Un plafonnement qui inquiète les syndicats
Fin juillet, les patronats et syndicats siégeant dans la commission AT-MP lui avaient demandé une évaluation «précise et documentée» de l'impact d'un plafonnement à 1,8 Smic, la CGT s'abstenant. Les partenaires sociaux n'ont pas reçu cette évaluation complète mais «dans le contexte de demande d'économies, il y avait le risque que, si on était sur une posture de rejet total, on se retrouve avec un taux d'indemnisation identique à celle de la maladie», soit 1,4 Smic maximum, a expliqué à l'AFP le représentant CFDT, Johan Jardin. «En abaissant à 1,8 fois le Smic, on prend le risque d'avoir des personnes qui n'auront que cela comme indemnisation, pas de prévoyance derrière, notamment des intérimaires», s'inquiète Denis Gravouil de la CGT.

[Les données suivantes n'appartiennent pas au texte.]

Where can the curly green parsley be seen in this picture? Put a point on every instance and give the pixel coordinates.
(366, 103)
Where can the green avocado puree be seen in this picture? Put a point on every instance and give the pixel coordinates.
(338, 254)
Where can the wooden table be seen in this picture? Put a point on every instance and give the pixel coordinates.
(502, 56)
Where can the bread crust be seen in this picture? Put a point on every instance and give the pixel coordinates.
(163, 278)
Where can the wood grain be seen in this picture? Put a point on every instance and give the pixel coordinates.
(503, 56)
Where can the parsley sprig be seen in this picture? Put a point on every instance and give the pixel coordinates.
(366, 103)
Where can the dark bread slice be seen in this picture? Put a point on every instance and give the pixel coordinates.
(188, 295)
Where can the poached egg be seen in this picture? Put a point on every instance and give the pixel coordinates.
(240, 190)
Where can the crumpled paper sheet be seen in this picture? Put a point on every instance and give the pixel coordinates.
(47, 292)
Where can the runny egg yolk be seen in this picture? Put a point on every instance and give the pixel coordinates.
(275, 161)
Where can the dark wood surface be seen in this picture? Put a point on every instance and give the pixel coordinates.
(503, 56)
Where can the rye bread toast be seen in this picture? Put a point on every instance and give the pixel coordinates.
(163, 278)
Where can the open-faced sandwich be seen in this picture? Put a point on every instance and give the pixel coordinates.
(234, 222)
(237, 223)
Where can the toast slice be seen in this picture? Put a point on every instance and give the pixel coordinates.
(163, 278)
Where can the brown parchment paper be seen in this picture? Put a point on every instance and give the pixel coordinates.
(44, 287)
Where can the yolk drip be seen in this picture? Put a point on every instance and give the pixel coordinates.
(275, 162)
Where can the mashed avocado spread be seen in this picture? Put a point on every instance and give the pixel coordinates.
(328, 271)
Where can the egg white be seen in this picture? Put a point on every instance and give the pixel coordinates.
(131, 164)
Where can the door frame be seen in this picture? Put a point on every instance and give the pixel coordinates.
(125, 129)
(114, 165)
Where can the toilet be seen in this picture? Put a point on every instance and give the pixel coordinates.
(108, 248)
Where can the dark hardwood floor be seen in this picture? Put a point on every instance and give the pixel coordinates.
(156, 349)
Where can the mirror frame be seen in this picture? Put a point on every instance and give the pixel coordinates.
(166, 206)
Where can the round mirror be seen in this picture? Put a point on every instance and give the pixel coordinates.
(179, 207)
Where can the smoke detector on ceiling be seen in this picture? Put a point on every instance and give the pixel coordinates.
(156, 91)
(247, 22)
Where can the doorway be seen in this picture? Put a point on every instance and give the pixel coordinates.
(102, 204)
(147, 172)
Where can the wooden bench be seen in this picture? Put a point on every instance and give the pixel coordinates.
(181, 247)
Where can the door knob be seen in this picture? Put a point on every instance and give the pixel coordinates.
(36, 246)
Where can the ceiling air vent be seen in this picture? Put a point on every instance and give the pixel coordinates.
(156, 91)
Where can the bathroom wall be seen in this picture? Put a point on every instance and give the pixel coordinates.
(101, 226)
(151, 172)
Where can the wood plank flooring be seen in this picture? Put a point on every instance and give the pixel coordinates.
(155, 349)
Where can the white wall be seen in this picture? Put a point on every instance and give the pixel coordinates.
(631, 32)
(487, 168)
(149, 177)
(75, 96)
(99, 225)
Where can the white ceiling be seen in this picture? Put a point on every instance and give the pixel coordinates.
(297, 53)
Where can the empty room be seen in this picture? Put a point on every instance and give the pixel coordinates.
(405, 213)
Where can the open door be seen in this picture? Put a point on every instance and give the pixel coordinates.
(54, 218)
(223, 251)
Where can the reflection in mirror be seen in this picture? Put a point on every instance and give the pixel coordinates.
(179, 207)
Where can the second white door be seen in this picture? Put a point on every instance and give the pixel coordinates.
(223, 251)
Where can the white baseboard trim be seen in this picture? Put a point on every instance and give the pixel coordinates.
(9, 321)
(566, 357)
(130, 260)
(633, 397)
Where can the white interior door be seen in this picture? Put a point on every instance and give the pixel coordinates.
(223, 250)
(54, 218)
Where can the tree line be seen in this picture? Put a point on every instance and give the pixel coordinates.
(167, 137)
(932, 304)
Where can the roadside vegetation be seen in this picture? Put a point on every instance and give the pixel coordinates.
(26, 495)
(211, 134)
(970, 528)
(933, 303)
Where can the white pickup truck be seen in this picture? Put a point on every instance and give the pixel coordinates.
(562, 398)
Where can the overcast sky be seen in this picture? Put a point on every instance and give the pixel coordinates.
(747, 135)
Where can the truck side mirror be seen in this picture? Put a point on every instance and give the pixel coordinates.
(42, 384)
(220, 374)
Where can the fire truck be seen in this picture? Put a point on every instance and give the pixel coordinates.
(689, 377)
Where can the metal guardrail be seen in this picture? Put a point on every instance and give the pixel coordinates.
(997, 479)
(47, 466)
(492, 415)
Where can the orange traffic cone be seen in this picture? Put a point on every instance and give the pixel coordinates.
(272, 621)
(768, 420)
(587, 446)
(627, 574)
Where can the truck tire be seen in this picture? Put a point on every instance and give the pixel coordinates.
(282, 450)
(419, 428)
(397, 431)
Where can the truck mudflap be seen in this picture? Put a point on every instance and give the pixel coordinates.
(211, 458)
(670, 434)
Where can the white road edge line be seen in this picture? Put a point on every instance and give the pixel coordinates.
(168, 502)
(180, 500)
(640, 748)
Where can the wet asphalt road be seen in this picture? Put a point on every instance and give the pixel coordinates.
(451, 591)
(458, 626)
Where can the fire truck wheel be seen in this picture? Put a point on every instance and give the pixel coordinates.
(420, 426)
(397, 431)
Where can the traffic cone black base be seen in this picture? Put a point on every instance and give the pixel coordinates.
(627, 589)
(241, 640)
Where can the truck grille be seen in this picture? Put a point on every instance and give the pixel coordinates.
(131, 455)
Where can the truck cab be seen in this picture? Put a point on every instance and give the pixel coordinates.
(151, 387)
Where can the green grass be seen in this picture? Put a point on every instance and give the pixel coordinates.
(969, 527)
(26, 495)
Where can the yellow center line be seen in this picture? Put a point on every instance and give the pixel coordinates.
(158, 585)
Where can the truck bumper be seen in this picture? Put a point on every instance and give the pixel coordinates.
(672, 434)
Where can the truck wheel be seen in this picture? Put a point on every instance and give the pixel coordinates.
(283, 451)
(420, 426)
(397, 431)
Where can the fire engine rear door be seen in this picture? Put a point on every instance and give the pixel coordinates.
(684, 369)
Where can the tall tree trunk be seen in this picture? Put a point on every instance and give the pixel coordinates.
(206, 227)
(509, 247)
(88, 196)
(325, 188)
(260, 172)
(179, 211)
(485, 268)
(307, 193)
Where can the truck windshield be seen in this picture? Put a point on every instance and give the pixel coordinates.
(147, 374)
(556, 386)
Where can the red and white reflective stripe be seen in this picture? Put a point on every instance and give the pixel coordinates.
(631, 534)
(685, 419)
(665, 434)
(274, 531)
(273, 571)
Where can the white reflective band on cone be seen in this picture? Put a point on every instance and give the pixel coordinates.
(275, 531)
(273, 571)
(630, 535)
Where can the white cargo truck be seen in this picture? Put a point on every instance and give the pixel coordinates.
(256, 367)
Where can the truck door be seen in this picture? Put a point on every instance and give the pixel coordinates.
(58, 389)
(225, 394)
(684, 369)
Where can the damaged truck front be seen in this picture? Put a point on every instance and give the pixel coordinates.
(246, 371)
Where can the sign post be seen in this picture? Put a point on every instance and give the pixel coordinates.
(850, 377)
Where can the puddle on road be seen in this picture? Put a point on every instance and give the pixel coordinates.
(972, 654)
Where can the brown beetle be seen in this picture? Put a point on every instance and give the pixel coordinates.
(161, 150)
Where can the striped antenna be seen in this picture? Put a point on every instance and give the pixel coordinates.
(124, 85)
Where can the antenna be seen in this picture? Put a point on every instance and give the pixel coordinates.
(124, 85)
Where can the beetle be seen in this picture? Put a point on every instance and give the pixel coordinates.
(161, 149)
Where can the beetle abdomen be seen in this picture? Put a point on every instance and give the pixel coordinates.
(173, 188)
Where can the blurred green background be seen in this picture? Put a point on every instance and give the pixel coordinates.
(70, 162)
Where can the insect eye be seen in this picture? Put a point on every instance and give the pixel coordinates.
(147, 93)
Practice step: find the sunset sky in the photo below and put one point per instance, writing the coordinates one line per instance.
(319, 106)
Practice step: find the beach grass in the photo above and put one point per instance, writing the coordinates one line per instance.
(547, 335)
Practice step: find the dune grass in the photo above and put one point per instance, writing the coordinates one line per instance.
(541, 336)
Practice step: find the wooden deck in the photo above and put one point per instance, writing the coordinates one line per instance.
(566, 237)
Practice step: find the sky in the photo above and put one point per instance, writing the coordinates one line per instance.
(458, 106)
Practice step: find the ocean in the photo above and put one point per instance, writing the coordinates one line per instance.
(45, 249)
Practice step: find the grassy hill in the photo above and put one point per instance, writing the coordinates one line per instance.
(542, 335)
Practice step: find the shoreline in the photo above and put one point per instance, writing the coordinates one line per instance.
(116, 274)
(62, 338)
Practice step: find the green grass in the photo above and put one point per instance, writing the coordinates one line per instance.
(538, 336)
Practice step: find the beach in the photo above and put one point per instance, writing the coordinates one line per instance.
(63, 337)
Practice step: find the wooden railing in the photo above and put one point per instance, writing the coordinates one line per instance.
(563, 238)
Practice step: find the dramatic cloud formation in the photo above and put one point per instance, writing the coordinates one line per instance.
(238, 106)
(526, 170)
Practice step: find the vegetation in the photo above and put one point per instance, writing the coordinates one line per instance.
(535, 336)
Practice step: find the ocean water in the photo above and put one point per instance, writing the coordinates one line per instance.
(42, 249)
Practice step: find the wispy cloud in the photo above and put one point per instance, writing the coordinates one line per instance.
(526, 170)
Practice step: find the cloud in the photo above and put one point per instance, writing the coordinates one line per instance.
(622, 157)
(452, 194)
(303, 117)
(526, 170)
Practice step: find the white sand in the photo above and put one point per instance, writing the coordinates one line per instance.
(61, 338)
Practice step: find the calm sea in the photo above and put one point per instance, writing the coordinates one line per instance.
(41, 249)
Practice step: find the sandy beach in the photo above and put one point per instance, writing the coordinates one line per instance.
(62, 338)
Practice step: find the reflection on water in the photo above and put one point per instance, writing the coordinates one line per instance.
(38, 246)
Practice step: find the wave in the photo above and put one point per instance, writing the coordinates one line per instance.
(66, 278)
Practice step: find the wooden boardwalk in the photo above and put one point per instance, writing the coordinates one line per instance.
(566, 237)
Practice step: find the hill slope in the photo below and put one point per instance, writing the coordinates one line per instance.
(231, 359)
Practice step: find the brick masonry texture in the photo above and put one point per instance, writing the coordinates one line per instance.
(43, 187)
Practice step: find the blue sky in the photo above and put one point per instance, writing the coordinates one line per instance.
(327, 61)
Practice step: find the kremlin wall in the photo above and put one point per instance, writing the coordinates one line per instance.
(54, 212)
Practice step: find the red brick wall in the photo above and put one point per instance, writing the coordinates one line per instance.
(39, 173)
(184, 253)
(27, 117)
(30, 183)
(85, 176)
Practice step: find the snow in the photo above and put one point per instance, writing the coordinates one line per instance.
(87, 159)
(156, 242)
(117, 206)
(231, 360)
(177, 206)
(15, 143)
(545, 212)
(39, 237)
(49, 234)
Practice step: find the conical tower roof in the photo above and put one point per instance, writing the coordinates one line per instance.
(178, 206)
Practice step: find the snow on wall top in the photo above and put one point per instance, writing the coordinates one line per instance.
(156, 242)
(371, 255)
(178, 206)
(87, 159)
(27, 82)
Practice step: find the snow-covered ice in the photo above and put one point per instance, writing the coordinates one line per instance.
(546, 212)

Au-delà de ce projet de décret, le gouvernement prévoit d'inscrire dans le projet de loi de finance de la Sécurité sociale la fiscalisation intégrale des indemnités AT-MP, qui ne sont actuellement imposées qu'à hauteur de 50%. Une mesure qui permettrait de dégager une économie supplémentaire de 285 millions d'euros en 2027. «On va faire imposer des indemnités journalières alors que souvent, quand on est en IJ, on a perdu des rémunérations annexes», déplore Denis Gravouil.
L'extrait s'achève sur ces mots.